The Wild Side for Jan. 29, 2012

Will feds new models work here?

More than four years after Congress mandated, the National Marine Fisheries Service has come up with more accurate methods of estimating fish stocks in federal water.

The wonder here is whether the Internal Revenue Service would have given a taxpayer that leeway when it comes to paying taxes.

The new methods announced last week will take common folk weeks to figure out the right questions to ask to determine if our federal fishery managers, controlled by the National Oceanographic and Atmospheric Administration, finally have discovered that recreational fishermen have a stake in this game.

NOAA, NMFS and, for us, the Gulf of Mexico Fishery Management Council have been playing this game for many years.

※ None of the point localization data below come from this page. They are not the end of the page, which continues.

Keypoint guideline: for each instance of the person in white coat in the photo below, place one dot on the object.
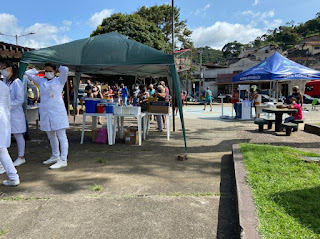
(10, 73)
(5, 139)
(53, 114)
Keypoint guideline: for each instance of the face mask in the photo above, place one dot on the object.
(5, 73)
(49, 75)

Our federal managers often complained that the biggest problem in managing near 500 species under their purview was counting recreational anglers’ catch.

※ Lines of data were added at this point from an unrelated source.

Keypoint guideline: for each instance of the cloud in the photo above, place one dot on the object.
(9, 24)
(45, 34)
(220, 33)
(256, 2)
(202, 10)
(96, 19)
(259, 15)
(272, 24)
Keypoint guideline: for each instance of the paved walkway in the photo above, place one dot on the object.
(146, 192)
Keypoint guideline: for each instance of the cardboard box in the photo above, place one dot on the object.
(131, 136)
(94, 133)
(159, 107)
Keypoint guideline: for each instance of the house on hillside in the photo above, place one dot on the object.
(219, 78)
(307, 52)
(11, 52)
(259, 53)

NOAA’s Eric Schwaab, who has the lengthy title of “acting assistant secretary of commerce for conservation and management,” told the press in Washington, D.C., that the new method gives managers a better way to account for catches in their statistical models.

“Better, more accurate estimates of anglers’ catch are important to sustainable management of fisheries,” Schwaab said.

Why the four-year delay?

“We didn’t want to rush into something that would not fully address the problems,” Schwaab said at the same press gathering.

Granted the new models had to be tested, but Schwaab need not worry because NOAA certainly didn’t “rush into” anything while the recreational fishermen were left wondering if we’d run into the same bureaucratic edicts that have, in those same four years, doubled the price of hunting ammunition and forced boaters to use corrosive ethanol in the gasoline that powers their boats.

What is sure is that the new statistical measurements will have an impact on the hundreds of thousands of Louisiana recreational fishermen, if only because NOAA noted red snapper estimates it uses focuses on the Florida’s Gulf of Mexico catch, numbers that don’t have any relationship to what’s caught here.

The fact that Louisiana catches are seldom mentioned is an indication that the federal folks still don’t understand they have a problem, a big problem.